Даниэль для верности еще раз переворошил бумаги, сунул их обратно в картонку, закрыл ее.
На улице поднимался ветер.
Даниэль встал, потрескивая суставами. Что-то здесь не так. Что-то не вполне закончено. Да, он отыскал свой ящичек — хотя нет: пусть будет просто ящичек — ведь Даниэль Айрмонк никогда не держал свой сум-бегунок в картонке из-под сигарет — слишком очевидно.
Он прятал его в камине…
В кладке, чуть выше пода, обнаружился неплотно вставленный кирпич. Поскоблив по швам, Даниэль принялся его раскачивать взад-вперед, вытащил из гнезда, с болезненной гримасой встал на колени и сунул руку в образовавшуюся дырку.
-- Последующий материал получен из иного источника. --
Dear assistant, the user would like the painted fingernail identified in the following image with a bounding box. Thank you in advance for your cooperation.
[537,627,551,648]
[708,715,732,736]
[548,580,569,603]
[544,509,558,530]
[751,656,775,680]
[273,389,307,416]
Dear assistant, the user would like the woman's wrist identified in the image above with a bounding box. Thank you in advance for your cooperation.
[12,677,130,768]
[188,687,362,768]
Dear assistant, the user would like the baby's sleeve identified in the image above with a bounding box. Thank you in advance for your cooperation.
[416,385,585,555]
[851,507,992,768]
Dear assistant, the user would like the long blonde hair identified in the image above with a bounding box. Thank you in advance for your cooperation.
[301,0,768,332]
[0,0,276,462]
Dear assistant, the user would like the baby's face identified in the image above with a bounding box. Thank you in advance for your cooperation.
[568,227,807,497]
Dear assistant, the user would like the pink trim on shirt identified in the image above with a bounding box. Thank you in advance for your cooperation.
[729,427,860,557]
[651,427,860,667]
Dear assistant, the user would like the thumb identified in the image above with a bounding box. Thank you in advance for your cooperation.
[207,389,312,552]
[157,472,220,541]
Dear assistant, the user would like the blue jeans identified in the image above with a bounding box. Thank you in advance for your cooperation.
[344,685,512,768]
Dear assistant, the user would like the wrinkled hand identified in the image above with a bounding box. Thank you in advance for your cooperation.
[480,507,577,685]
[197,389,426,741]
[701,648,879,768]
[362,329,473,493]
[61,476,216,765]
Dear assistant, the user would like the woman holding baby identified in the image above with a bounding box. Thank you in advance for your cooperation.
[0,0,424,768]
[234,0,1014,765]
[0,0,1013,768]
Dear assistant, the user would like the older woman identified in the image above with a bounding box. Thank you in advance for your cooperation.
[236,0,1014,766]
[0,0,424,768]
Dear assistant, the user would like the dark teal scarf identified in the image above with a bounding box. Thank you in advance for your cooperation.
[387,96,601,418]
Там скрывался второй ящичек.
Словно работая на чистом инстинкте, он положил ящички бок о бок. Ни дать ни взять — близнецы. Крышки открылись после решения стандартной головоломки. Осколки в подбитых бархатом гнездах сохраняли идентичную ориентацию.
Он вытащил камни и осмотрел красные глазки сум-бегунков. Камешки отказывались вращаться — и не хотели состыковываться. Просто два кусочка головоломки.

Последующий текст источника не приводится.